聖書的平和主義への渇望3

 しかし、このスイスで始まった再洗礼派運動は、少し遅れて登場した一人の際立った司牧者意識の持ち主、オランダのメノ・シモンズ(Menno Simons)という人物によって穏健的に統合・継承されていくこととなる。カトリックの聖職者であった彼は、長年悩み抜いた末、ある夜、この再洗礼運動に身を投じ、突如、闇のなかに消え、65歳で天に召されるときまで、命の危険と隣り合わせの宣教・牧会活動を展開した。彼の歩みは過激なグループとは異なる「平和的再洗礼派」の立場を切り開く歩みであった。しかし、彼の流れである「メノナイト」(メノ・シモンズに属するもの)も他の再洗礼派と同じく、かなり長い間異端としてのレッテルを貼られ、そればかりではなく、キリスト教会からの迫害による殉教の血を流す歴史を刻んだのである。しかし、ようやく20世紀に入り、次第に「異端」という汚名から「宗教改革急進派」という呼び名に格上げされ、最近では「彼らこそ自由教会運動の先達であった」と理解する動きも現れ始めたのである。1905年発行された経済学の古典とも言えるマックスウェーバーの「プロテスタンティズムの倫理と資本主義の精神」の脚注を見ていると、20世紀初頭の再洗礼派に対するキリスト教界の歴史家、神学者たちの雰囲気が伝わってくるような次の文章を見つけた。

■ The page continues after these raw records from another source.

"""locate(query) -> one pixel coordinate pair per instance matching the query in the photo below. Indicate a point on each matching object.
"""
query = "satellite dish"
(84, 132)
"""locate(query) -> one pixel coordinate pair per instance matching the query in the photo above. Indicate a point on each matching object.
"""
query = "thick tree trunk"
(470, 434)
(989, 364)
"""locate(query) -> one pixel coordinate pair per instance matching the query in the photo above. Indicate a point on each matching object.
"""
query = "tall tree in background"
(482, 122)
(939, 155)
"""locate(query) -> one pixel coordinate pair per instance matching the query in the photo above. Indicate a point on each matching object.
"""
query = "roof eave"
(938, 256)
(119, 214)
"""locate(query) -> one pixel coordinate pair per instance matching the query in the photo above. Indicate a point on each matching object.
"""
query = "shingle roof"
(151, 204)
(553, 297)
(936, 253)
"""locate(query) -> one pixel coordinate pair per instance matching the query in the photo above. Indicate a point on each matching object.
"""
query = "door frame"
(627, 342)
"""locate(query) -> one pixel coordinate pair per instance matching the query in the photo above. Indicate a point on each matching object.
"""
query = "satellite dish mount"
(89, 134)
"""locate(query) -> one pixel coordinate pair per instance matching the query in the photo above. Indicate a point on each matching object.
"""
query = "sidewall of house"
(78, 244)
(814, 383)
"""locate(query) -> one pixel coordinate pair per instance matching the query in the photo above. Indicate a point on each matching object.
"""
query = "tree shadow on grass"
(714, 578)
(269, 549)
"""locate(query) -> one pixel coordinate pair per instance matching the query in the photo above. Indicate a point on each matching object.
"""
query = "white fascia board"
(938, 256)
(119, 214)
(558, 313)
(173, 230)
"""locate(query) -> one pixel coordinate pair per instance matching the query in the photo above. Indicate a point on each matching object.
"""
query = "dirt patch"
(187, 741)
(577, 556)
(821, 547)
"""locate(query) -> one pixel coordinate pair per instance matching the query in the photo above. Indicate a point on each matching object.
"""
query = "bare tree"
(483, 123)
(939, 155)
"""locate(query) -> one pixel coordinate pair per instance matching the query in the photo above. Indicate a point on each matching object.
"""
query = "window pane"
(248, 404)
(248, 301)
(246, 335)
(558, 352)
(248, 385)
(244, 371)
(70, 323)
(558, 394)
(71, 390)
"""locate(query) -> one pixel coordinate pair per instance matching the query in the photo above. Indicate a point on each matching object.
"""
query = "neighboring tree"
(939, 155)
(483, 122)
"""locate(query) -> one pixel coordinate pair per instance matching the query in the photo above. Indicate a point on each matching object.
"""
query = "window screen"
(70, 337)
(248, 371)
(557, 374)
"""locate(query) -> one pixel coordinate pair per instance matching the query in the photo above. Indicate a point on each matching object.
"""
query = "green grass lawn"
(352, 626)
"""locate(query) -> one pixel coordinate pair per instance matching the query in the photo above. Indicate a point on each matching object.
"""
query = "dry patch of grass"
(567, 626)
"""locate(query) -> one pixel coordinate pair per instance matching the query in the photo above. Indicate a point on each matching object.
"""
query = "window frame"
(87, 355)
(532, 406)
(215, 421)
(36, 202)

「この洗礼派運動ほど、あらゆる教会の側から無慈悲な迫害を受けたものはない。・・・昔の神学者たちはーいや、すでに同時代の神学者たちさえー同情的ではなく、洗礼派運動に尊敬の念を持つことも極めて少なかった。が、近代の多くの神学者たちの場合でも事情は全く変わっていない。たとえば、リッチルの「再洗礼派」の扱い方は偏見が多く、まことにつまらぬもので、神学における「ブルジュア的立場」などとちょっと言ってみたくなる・・・」(マックス・ウェーバー プロテスタンティズムの倫理と資本主義の精神 大塚久雄訳(岩波文庫,1989年),pp270-271)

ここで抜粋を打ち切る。